CONCLUSION: OVERLAPPING PHARMACOTHERAPY OF PAIN AND DEPRESSION

Accumulated evidence as described above suggests that the activation of 5-HT1A heteroreceptors in the DHS and in the limbic region produces, respectively, an inhibition of nociceptive signal and antidepressant-like effect Fig. (). These studies also show that desensitization of 5-HT autoreceptors increases the flow of serotonin towards 5-HT1A heteroreceptors to produce antidepressant as well as antinociceptive effects. The overlapping pharmacotherapy of chronic pain and depression is indicative of a causal relationship between chronic pain and depression. It tends to suggest that an overexpression of 5-HT1A autoreceptors decreasing 5-HT outflow towards the DHS and limbic region may lead to chronic pain and depression, respectively. Drugs producing indiscriminate activation of pre and postsynaptic 5-HT1A receptors are likely to produce no therapeutic benefits. Long-term administration of drugs preferentially activating 5-HT1A autoreceptors rather than heteroreceptors can increase serotonin outflow towards 5-HT1A heteroreceptors. These drugs can produce a delayed, but long-lasting effect in reducing pain as well as depression.
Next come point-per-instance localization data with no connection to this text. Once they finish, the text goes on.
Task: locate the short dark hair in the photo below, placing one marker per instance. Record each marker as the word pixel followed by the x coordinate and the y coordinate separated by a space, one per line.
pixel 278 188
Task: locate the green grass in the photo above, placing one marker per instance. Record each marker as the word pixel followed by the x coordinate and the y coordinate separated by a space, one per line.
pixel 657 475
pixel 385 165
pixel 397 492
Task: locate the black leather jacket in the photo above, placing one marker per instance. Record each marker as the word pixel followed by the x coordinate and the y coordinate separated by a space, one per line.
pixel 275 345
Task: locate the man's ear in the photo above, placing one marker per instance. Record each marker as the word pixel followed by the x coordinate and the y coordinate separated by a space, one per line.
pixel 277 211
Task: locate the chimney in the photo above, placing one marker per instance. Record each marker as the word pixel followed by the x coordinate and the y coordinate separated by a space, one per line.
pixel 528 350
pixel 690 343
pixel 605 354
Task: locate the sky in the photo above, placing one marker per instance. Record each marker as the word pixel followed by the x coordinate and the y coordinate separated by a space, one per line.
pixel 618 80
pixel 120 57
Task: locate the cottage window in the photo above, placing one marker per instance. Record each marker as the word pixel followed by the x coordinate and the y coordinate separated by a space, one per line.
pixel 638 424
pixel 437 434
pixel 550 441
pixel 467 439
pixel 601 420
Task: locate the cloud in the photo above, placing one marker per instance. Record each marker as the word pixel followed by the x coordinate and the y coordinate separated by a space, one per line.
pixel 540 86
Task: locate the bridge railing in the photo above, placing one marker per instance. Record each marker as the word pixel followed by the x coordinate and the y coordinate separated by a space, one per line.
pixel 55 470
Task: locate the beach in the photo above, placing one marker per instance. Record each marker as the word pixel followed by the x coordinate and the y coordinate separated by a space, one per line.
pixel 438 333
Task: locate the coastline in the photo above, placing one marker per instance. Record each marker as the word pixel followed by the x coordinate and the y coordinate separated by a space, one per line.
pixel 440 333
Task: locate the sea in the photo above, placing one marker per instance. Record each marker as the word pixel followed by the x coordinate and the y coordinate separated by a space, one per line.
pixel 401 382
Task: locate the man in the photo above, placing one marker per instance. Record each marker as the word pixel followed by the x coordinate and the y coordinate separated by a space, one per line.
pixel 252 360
On the other hand, simultaneous blockade of the 5-HT1A autoreceptor and serotonin transporter can produce a faster onset of analgesic as well as antidepressant effect. Targeting 5-HT1A receptors for particularly biased activation of heteroreceptors may be a useful strategy for treating chronic pain and depression as well as comorbid pain with depression. These strategies may also help to develop novel agents for treating chronic pain and depression.